Template boundary definition by the TBE. (A) Schematic of products produced in panels B and C by enzymes with TBE substitutions. TER positions 41 to 51 and primer sequence are shown in uppercase letters; nucleotides added during product synthesis are shown in lowercase letters. (B) Eluted samples were assayed for activity as indicated with the primer (GT₂G₃)₃, which was elongated by addition of GTTG to reach the template 5′ boundary at position +6. The product ladder is annotated to indicate complete repeat additions. Synthesis past the normal template 5′ boundary to copy TER position U42, indicated as +7 product, was detected in reactions with dATP. (C) Eluted samples were assayed for activity as indicated with 1 μM primer (G₃T₂G)₃, which can be elongated by dGTP addition at template position +1 or by dATP addition at aberrant template position +7. Either dGTP (dG*) or dATP (dA*) was radiolabeled. The dG* reaction mixtures contained 0.3 μM radiolabeled dGTP and 1 μM unlabeled dGTP, with 400 μM dTTP and dATP if indicated. Reactions in lanes 3 to 5, 9 to 11, and 15 to 17 contained, respectively, 0.3, 0.6, and 1.3 μM radiolabeled dATP mixed with unlabeled dATP to provide a total of 1.3 μM; these reaction mixtures also contained 0.3 μM dGTP and 400 μM dTTP. Reaction mixtures for lanes 6, 12, and 18 contained 1.3 μM radiolabeled dATP as the only nucleotide substrate.

FIG. 8.

A TRE role in use of the template 3′ end. (A) Eluted samples were assayed for activity as indicated with the primer (GT₂G₃)₃. The product ladder is annotated to indicate sequential repeat additions to template position +6 or products from synthesis to template position +2. (B) The intensity of each product within the first five repeats in odd lanes of panel A was adjusted for specific activity and then normalized as the percentage of total product within the repeat.

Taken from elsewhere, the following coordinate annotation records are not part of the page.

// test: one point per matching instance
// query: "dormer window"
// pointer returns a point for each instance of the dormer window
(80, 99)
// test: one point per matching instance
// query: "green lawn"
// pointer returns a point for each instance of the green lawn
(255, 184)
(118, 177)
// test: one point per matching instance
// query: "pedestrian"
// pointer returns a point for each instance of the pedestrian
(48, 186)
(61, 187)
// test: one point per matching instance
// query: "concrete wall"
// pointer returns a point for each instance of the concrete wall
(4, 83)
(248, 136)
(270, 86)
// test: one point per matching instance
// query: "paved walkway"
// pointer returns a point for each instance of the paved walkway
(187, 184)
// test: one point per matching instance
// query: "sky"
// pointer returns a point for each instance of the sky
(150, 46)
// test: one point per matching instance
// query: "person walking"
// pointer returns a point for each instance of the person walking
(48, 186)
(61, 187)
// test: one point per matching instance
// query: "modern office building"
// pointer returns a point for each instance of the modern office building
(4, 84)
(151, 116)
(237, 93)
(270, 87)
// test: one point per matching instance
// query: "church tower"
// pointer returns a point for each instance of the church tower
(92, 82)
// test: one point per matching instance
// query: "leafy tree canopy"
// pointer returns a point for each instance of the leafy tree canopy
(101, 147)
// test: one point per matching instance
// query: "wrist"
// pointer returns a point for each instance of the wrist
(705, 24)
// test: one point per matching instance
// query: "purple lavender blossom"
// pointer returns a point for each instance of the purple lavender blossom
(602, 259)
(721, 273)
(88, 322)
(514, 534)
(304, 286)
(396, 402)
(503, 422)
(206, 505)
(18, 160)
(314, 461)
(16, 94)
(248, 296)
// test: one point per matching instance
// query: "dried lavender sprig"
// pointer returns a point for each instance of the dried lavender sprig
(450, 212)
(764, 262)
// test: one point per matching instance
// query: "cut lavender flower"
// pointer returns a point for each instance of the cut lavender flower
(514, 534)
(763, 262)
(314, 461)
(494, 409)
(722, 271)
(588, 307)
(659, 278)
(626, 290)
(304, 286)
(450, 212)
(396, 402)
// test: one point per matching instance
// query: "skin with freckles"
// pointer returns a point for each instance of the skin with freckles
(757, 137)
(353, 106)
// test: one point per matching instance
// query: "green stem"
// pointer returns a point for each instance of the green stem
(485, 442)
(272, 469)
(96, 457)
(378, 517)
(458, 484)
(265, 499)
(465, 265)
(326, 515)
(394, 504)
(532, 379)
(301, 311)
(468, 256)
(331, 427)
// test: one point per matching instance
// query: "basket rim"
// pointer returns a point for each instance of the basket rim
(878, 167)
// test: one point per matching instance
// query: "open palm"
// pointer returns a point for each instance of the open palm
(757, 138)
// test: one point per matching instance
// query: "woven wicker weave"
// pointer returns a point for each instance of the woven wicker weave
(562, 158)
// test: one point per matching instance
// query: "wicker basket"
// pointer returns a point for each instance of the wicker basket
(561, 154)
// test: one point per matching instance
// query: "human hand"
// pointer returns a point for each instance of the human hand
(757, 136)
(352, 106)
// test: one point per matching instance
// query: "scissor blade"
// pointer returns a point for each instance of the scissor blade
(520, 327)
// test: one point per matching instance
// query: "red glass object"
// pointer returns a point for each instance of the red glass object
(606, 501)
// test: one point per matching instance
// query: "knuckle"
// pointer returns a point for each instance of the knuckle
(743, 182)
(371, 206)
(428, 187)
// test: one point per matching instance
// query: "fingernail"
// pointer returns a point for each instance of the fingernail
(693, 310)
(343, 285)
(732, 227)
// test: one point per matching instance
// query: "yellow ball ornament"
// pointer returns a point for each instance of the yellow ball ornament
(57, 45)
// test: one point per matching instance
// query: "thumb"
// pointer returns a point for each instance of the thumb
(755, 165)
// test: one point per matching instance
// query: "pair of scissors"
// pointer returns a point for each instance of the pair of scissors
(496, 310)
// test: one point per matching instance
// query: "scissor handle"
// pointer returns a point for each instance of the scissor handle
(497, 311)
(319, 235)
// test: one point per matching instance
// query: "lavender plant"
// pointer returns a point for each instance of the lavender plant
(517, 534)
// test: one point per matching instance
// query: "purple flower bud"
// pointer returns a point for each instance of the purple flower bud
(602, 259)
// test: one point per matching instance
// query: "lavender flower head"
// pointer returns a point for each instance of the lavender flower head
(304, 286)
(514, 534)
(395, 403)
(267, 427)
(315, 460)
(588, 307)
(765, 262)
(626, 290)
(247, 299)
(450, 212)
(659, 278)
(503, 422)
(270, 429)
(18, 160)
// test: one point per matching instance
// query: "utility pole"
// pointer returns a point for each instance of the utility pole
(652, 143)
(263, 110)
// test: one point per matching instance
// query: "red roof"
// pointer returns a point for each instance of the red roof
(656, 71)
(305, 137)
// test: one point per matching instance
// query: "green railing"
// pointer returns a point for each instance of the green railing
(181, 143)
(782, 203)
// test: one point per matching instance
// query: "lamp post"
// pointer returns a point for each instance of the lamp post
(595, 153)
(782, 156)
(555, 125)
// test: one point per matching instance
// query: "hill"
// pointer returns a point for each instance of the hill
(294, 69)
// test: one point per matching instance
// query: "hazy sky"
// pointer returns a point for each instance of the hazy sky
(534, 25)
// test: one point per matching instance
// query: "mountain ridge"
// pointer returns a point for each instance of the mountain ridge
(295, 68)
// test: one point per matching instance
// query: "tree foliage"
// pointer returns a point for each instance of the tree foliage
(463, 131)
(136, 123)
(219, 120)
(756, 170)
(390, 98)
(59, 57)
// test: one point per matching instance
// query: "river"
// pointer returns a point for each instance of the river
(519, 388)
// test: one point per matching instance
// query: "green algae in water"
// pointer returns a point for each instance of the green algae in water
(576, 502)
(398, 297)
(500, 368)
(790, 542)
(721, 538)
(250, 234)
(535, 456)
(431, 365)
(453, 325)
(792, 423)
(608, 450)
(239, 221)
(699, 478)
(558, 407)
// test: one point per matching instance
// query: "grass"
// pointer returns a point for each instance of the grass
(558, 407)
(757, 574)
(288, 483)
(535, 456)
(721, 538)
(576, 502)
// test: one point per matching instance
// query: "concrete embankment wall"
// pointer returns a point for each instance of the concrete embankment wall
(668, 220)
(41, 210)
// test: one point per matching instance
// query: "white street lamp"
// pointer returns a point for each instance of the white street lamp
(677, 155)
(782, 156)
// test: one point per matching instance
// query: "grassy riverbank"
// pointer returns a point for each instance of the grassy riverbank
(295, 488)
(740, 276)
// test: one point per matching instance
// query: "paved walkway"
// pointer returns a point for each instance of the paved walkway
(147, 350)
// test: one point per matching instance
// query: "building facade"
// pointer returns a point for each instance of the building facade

A schematic of the template position numbers is shown.

FIG. 9.

A kinetic defect imposed by substitution of the TRE. (A and B) RNPs were immobilized on IgG-agarose using TAP-tagged coat protein. Bead-bound enzymes were assayed with the primer (GT₂G₃)₃, 400 μM dTTP, and 0.6 μM radiolabeled and 1 μM unlabeled dGTP for 2.5 min at 30°C. Reactions were stopped (lanes 1 and 11), and bound products were retained after washes to remove unbound primer and product (lanes 2 and 12). After an additional 15-min incubation at 30°C, beads were again washed to detect stably bound products (lanes 3 and 13). Extension of bound products was then assayed by addition of unlabeled 1 μM dGTP and 400 μM dTTP (lanes 4 and 14, time zero) in the absence or presence of 1 μM or 5 μM of the primer (G₃T₂G)₃ as depicted by the black triangle. Chase reactions were halted after 15 min at 30°C followed by separation of bead-associated (lanes 5 to 7 and 15 to 17) or released (lanes 8 to 10 and 18 to 20) products. (C) IgG-agarose was preincubated without (-) or with (+) cell extract and washed, followed by addition of telomerase products purified after a 2.5-min activity assay. Samples were incubated for 20 min at 30°C followed by separation of products that became bead associated (B, odd lanes) or remained in solution (S, even lanes).